Cela pourrait se traduire, par exemple, par la transformation des plans au sol, encore conçus pour faciliter l’exécution solitaire des tâches, qui deviendraient des espaces plus ouverts et plus dynamiques, afin d’encourager ce qu’on nomme l’effet « machine à café » ou « cafétéria » (aucune occasion n’est plus commode pour établir des liens faibles que de partager un café devant la machine ou un déjeuner à la cafétéria). Des plans plus radicaux pourraient suivre, où les architectes d’intérieur trouveraient des moyens de favoriser la sérendipité, en favorisant par exemple des espaces chorégraphiés, fondés sur l’événement.

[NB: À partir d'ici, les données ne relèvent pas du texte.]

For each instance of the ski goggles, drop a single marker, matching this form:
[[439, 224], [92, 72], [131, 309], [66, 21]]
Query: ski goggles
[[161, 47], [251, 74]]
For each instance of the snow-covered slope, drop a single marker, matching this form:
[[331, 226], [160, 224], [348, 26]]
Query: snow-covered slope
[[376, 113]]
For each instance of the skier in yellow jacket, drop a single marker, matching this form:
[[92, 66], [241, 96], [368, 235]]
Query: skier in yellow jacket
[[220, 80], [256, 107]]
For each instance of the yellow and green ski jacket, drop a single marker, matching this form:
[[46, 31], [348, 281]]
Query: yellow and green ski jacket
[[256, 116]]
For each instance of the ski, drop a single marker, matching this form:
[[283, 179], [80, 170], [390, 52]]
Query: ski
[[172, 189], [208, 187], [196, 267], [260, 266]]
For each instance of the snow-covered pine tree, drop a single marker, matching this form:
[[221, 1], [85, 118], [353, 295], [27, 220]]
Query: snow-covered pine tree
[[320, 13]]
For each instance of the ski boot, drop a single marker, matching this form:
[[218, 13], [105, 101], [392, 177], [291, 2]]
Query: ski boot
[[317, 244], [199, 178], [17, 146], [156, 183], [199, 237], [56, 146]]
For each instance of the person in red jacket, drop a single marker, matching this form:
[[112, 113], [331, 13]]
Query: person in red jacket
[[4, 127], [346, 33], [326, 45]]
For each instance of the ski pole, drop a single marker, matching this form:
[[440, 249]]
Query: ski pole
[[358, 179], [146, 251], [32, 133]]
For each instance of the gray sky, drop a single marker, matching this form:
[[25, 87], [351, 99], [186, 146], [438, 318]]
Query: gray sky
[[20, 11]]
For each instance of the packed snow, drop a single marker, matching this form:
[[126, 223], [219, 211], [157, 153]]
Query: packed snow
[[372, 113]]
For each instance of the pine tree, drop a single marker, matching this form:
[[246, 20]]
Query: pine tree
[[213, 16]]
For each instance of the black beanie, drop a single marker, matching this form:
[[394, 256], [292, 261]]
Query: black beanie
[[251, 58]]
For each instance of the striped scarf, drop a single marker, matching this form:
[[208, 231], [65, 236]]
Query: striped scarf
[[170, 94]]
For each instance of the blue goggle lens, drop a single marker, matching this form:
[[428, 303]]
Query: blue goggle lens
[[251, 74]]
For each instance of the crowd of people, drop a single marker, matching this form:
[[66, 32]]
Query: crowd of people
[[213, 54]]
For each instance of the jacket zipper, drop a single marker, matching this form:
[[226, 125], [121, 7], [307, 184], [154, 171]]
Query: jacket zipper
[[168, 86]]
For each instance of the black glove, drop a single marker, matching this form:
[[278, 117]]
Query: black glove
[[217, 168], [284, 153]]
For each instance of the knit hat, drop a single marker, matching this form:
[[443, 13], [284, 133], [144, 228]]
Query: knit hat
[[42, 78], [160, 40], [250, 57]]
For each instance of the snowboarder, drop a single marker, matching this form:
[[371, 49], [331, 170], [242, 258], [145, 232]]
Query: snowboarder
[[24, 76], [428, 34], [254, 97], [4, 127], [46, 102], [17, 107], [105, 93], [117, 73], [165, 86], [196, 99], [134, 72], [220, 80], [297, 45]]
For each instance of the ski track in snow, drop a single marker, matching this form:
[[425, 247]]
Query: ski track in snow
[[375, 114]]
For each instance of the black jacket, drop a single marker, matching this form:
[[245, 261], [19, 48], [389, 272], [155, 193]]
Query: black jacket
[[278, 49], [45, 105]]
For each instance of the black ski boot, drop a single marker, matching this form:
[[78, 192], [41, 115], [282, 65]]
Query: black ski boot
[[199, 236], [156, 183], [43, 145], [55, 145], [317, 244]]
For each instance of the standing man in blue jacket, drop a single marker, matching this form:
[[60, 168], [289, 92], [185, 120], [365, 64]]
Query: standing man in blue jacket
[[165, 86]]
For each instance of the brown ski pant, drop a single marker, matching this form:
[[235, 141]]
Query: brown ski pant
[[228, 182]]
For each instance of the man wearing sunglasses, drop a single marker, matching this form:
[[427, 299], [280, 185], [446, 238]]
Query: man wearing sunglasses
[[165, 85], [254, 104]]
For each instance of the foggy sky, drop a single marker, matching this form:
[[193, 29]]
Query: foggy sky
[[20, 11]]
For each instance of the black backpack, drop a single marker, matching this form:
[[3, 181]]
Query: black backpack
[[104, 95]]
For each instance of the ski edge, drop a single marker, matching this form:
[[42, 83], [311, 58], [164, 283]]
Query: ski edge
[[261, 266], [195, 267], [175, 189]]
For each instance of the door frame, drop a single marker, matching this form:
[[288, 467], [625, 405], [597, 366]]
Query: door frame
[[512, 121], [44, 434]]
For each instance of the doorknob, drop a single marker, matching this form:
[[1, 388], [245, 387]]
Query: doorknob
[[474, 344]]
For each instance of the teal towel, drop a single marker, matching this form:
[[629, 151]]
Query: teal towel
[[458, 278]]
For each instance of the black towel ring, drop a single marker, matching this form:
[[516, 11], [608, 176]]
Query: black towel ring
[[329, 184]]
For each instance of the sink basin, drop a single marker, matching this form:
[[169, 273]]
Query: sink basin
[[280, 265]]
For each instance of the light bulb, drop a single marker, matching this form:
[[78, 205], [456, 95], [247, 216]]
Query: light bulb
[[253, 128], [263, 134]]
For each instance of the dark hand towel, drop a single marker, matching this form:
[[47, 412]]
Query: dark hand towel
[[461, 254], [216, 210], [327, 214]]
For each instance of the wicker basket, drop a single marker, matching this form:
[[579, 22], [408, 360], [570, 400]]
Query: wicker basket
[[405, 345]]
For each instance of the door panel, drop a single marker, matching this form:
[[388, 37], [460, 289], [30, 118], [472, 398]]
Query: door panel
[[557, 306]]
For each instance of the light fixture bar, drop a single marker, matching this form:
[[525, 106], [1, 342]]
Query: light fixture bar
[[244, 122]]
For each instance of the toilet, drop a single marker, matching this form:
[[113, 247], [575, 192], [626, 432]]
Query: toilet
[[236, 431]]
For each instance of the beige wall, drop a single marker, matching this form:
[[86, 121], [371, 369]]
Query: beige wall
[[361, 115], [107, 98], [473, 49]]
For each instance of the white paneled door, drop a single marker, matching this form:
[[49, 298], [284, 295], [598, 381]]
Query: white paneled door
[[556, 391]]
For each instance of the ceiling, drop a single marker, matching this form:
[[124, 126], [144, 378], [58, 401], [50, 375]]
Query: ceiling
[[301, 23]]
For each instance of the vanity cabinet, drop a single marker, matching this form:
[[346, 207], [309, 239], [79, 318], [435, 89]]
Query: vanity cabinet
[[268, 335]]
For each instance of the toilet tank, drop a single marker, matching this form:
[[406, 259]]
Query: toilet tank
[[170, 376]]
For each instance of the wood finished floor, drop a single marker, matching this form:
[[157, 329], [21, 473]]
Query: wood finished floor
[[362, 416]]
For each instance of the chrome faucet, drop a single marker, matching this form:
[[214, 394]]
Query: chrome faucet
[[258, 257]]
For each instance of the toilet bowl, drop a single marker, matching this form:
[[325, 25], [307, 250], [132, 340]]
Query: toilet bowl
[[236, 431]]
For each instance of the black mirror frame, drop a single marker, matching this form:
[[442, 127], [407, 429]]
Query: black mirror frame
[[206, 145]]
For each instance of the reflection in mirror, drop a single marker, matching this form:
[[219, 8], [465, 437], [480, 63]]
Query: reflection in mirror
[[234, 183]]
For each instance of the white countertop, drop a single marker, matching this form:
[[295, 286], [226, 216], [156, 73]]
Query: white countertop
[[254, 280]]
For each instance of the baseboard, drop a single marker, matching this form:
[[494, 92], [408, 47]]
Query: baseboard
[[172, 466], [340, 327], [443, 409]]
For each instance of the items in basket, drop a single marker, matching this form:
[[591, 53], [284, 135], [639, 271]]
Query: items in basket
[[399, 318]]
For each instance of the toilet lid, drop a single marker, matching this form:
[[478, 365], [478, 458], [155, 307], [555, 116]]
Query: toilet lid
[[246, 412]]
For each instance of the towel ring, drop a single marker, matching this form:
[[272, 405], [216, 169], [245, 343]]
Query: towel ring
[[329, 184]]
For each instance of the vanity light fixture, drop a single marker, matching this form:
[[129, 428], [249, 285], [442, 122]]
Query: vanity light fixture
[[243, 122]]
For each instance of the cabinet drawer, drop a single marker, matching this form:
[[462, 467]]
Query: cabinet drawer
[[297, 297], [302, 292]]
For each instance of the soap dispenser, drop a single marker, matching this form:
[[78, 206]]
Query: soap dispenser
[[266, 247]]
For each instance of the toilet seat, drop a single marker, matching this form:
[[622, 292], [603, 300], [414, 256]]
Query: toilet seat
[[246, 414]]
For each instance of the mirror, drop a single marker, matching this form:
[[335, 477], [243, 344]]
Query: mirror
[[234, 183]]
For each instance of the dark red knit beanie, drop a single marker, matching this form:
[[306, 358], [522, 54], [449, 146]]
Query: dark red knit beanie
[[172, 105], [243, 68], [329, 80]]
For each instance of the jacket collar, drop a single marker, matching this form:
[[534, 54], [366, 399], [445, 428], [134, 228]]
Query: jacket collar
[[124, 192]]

La crise de la Covid-19 a montré que nous disposions des outils qui nous permettent de rester connectés depuis le sommet d’une montagne – ou depuis notre table de cuisine, en l’occurrence. Le défi qui se pose désormais à nous est d’utiliser l’espace physique afin que nous puissions régulièrement descendre de nos sommets isolés. Cela signifie s’efforcer de faire renaître la notion même de bureau de façon à renforcer sa qualité première : sa capacité à cultiver l’ensemble des liens qui réunissent celles et ceux qui y travaillent.